Petitioner also attaches a copy of an unpublished order issued in Edinbyrd v. Ortiz, a case heard in the Central District of California. In that order, the court found that the petition could not be dismissed as untimely because there "may be" equitable tolling based on the unavailability of the AEDPA at Corcoran. The court made no finding, however, that the AEDPA was not in fact in the Corcoran library or was otherwise unavailable at Corcoran before any particular date; rather, the court simply found that respondent, who had not presented all of the declarations presented herein, had failed to make a sufficient showing as to when the AEDPA was made available once it had been received.
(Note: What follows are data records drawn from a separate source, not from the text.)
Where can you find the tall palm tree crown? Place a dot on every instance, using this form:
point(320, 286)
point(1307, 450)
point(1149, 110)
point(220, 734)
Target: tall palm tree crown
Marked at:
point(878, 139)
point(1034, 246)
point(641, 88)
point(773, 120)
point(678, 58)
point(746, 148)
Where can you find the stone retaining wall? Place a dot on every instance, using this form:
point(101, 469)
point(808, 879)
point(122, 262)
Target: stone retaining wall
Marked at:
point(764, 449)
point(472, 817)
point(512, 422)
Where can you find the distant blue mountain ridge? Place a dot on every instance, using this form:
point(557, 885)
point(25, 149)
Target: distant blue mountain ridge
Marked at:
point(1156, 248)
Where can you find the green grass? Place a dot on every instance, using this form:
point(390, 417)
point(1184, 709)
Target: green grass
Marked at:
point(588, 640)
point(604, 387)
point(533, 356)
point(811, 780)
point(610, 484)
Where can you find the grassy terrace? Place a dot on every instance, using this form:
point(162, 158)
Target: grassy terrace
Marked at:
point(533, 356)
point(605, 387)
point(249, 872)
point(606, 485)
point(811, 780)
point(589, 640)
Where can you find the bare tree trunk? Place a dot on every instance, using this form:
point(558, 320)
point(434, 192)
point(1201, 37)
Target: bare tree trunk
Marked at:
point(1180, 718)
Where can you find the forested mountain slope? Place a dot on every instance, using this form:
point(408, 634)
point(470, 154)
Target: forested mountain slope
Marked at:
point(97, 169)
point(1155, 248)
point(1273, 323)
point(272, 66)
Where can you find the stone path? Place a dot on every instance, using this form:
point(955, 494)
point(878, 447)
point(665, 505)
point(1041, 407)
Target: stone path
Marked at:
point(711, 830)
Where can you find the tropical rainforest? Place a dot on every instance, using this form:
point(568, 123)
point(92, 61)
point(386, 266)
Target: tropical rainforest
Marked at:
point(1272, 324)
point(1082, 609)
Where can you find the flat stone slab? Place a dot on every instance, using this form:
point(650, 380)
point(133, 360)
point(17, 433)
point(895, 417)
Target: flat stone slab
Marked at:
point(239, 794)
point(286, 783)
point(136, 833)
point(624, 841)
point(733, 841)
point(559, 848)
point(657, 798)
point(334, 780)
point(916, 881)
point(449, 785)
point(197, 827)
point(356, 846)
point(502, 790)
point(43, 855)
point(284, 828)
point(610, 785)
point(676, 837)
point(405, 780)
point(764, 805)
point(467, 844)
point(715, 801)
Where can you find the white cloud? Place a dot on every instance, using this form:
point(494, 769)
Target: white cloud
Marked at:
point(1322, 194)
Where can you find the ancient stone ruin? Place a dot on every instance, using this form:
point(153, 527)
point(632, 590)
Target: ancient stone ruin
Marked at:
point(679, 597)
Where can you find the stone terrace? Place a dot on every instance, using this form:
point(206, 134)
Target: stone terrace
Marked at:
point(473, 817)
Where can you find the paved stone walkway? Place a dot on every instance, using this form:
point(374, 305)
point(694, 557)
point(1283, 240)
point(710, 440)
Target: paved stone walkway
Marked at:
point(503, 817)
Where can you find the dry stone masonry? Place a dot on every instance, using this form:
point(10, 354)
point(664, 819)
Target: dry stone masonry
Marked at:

Therefore, the decision in Edinbyrd does not provide a factual basis for equitable tolling in this case.

In sum, petitioner has failed to provide any evidence to support his claim that the AEDPA was not available to him until less than a year before he filed his federal petition. Moreover, respondent has presented evidence that the AEDPA was in fact available in the Page 6 Corcoran law library in 1997, over four years before the instant petition was filed. As a result, there is no basis for equitable tolling of the limitations period until October 17, 2001, as would be required for this petition to be timely, and the petition must be dismissed as untimely.

CONCLUSION

In light of the foregoing, respondent's motion to dismiss the petition for a writ of habeas corpus is GRANTED and the petition is DISMISSED.

The clerk shall close the file and terminate all pending motions.

This order terminates docket number 8.

IT IS SO ORDERED. DATED: Page 7

[EDITORS NOTE: THIS PAGE CONTAINS CERTIFICATE OF SERVICE.] Page 8

JUDGMENT IN A CIVIL CASE

? Jury Verdict. This action came before the Court for a trial by jury. The issues have been tried and the jury has rendered its verdict.
? Decision by Court. This action came to trial or hearing before the Court. The issues have been tried or heard and a decision has been rendered.
IT is ORDERED AND ADJUDGED respondent's motion to dismiss the petition for a writ of habeas corpus is GRANTED and the petition is DISMISSED.